We kunnen het zo stellen: het volk is in eerste instantie het volk Israël. Dat volgt ook uit Mt 4:17 want de prediking vond plaats in Israël, zie hiervoor ook Lk 1: 76-79. Maar wat heeft Israël gedaan met het licht waardoor het beschenen werd? Het evangelie van Johannes zegt er dit van: “Hij (Jezus Christus) kwam tot het zijne en de zijnen hebben Hem niet aangenomen”. Christus kwam tot Israël en liet zijn licht daar schijnen, maar de Israëlieten moesten Hem niet, ze namen Hem niet aan. Vers 4 en 5 van Jh 1 laat echter zien dat in Christus het leven was en dat leven was het licht van de mensen. En – zo zegt vers 5 – “het licht schijnt in de duisternis , en de duisternis heeft het niet begrepen”.

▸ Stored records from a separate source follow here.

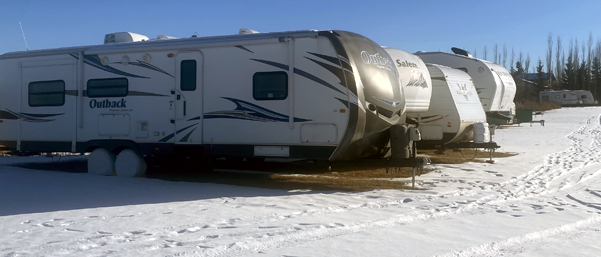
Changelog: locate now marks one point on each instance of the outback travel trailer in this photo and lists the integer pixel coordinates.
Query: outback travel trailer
(330, 95)
(455, 113)
(495, 85)
(567, 97)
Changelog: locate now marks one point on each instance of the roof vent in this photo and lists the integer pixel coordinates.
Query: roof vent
(248, 31)
(460, 51)
(123, 37)
(165, 37)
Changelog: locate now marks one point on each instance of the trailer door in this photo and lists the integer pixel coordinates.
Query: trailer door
(188, 97)
(47, 112)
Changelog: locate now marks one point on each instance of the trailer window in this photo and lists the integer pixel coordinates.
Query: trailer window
(188, 75)
(107, 87)
(270, 85)
(47, 93)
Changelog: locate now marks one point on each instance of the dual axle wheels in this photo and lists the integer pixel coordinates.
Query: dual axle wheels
(127, 163)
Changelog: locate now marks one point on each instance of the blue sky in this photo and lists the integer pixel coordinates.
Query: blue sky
(408, 25)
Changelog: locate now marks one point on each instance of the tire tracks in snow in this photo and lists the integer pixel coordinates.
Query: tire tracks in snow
(257, 236)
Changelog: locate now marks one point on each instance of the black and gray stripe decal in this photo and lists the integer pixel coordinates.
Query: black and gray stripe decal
(244, 48)
(300, 72)
(334, 70)
(130, 93)
(94, 61)
(345, 63)
(29, 117)
(165, 139)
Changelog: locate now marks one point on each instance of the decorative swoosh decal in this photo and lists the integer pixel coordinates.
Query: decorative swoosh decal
(28, 117)
(247, 111)
(95, 62)
(244, 48)
(391, 103)
(300, 72)
(165, 139)
(435, 118)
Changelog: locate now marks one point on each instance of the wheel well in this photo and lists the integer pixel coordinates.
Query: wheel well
(114, 146)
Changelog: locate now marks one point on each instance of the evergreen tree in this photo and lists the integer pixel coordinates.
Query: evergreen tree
(539, 76)
(581, 75)
(596, 77)
(568, 76)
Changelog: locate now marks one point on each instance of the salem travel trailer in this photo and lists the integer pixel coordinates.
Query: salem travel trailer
(567, 97)
(455, 110)
(446, 105)
(495, 85)
(329, 95)
(414, 78)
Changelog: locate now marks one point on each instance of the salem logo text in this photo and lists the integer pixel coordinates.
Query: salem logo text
(377, 59)
(106, 103)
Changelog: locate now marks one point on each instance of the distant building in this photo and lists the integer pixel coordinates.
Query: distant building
(532, 77)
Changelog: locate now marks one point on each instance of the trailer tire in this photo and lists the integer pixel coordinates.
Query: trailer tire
(129, 164)
(101, 162)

Het licht was dus niet alleen voor het volk Israël maar voor de mensen in het algemeen ofwel voor de volken. Zie in dit verband Js 49:6 waar staat dat God zijn knecht zal stellen tot een licht voor de volken. Vergelijk dat met Hd 13 46,47 waar Paulus aankondigt dat hij en Barnabas tot de volken zou gaan en daarbij Js 49:6 aanhaalt. Dit was volkomen in overeenstemming met het woord van de Heer dat Hij na zijn opstanding sprak tot de discipelen dat ze zijn getuigen zouden zijn tot aan de einden van de aarde (zie Hd 1:8)
Wat is het licht?
Zo komen we tot onze derde vraag en wel wat het licht is waarover Mt 4 spreekt. Het voorgaande maakt al duidelijk dat met het licht gedoeld wordt op Jezus Christus. De Heiland heeft zich op een later tijdstip ook aangeduid als “het licht van de wereld”. Hij is – om met de woorden van Johannes te spreken – “Het waarachtige licht dat in de wereld komt en ieder mens verlicht”. Dat betekent dat het licht op ieder mens valt. Wat deze met dat licht doet is een andere zaak. Helaas heeft men de duisternis liever gehad dan het licht (Jh 1:4).
Daardoor blijft men in de duisternis, maar dat geldt gelukkig niet voor alle mensen . Er zijn er – ook nu nog – die het licht in hun hart hebben laten schijnen, die de Heer wel aangenomen hebben en die kinderen van God geworden zijn (Jh 1:12,13). Voor hen geldt het woord van de apostel Paulus “want vroeger was u duisternis,maar nu bent u licht in de Heer” HIj laat er echter direkt op volgen“ wandelt als kinderen van het licht (Ef 5:8). Van belang is ook de uitspraak: ”Maar u broeders, bent niet van de duisternis… want u bent allen zonen van het licht en zonen van de dag (1 Th 5:4,5). Is dit niet iets geweldigs? Verwonderen we ons er nog over dat God ons uit ons duistere zondebestaan gerukt heeft en tot Zijn kinderen heeft gemaakt. Dat brengt echter consequenties met zich mee, want Christus zei tegen zijn discipelen “U bent het licht van de wereld”. Hij was dat toen Hij in de wereld was, wij zijn het nu Hij de wereld heeft verlaten. Zijn opdracht luidt:”laat zo uw licht schijnen voor het oog van de mensen, opdat zij uw goede werken zien en uw Vader die in de hemelen is, verheerlijken. Een geweldige opdracht!